Par Jean-Marc Siegel

Publié le 18 juin 2012

La fenêtre se ferme…Revenir au début du texte

L’humanisme a indubitablement contribué à réformer les esprits, à enrichir la réflexion grâce à la disponibilité des textes qu’apporta l’imprimerie et les échanges que son usage intensif encouragea. Pour un temps, l’espoir d’édifier un monde plus juste et pacifique, s’appuyant sur le progrès, semblait à portée de main. C’est ce même élan qui généra la rédaction de l’Utopie de Thomas More, en Angleterre.

La Réforme et les révolutions intellectuelles qu’elle entraîna ne furent pas suivies d'une transformation radicale des sociétés comme l’avaient espéré de nombreux paysans. Les utopies religieuses, politiques et sociales qui apparurent un peu partout en Europe rhénane dans le sillage de la première génération de réformateurs ne durèrent pas : les programmes paysans, les projets de théocraties comme à Münster en 1535, firent ainsi long feu…

À une plus grande échelle, le cadre géopolitique de l’Europe était lui-même bouleversé et durablement fragilisé. Le péril de l’invasion turque fit beaucoup pour durcir les points de vues : les Hongrois avaient été écrasés à Mohacs en 1526, et l’armée du Sultan s’était avancée jusqu’à Vienne en 1529. On croyait alors la chute de la Chrétienté imminente.

De plus, après l’issue sanglante de la guerre des paysans, la montée des extrémistes de tous bords et le durcissement de l’Église catholique qui commença à mettre en œuvre la Contre-Réforme, il devenait évident que les temps n’étaient plus à la modération.

Les décennies suivantes virent une fermeture progressive des fenêtres d’opportunités, l’une après l’autre, un raidissement très net des postures et des convictions: la violence des Hommes qui libéra au cours des guerres de religion en atteste.

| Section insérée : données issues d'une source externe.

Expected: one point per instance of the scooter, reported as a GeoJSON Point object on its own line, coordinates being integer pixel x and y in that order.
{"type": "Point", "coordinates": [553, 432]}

Quant à Bucer, bien que très affecté par la nouvelle situation politique et religieuse issue de l’écrasement des paysans, il poursuivit le dialogue œcuménique avec Calvin durant les années 1530. Il resta à Strasbourg jusqu’à la fin des années quarante mais les compromis auxquels Strasbourg dut consentir vis-à-vis de l’empereur l'obligèrent à partir pour l’exil, cette fois définitif, en Angleterre.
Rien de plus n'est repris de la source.